Civil rights icon Xernona Clayton was both the organizer of the Southern Christian Leadership Conference and a close advisor to King. She sat down with On Second Thought for a conversation about how King would feel about today's civil rights movements.Today, Clayton is CEO of the Trumpet Awards Foundation. We talked with Clayton in her office about the memories she shared with King at the 1966 SCLC in Atlanta.
The life of Martin Luther King Jr. has been the subject of a number of films.The made-for-television film, “The Boy King,” tells the story of his youth. The WSB-TV movie focuses on early prejudices King encountered in his childhood and how his family responded.
"The Boy King" won a Peabody Award in 1986. We sat down with the producer of the movie, Judy Cairo, and director Bill Parrott to talk about the making of the film.
In another made-for-television movie, “Selma, Lord, Selma,” explores King's later years in Selma, Alabama.
The movie is told through the eyes of an 11-year-old inspired by King's determination in the fight for equal rights. We talked to Clifton Powell, who portrayed King in "Selma, Lord, Selma."

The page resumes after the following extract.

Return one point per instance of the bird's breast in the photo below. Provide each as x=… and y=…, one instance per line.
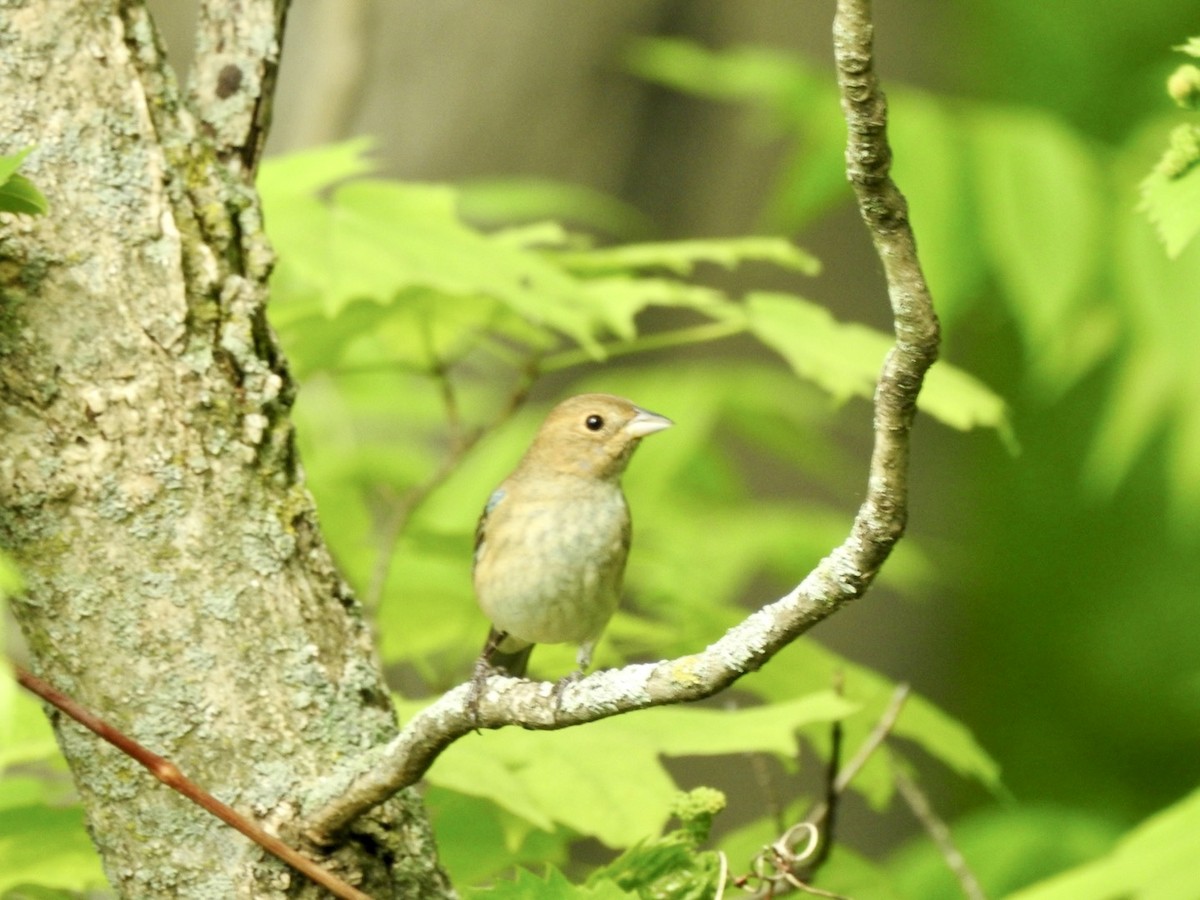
x=551, y=561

So, in the last 50 years, how has the civil rights movement evolved, and where is it headed?
We ended our show with GPB's "Morning Edition" host Leah Fleming, who spoke with a group of activists about today's civil rights culture. We heard from the Rev. Gerald Durley, senior pastor emeritus of Providence Missionary Baptist Church, Amanda Hollowell, a community organizer in Savannah, Avery Jackson, an organizer for "ATL Is Ready" and Devyn Springer, a community organizer in Atlanta.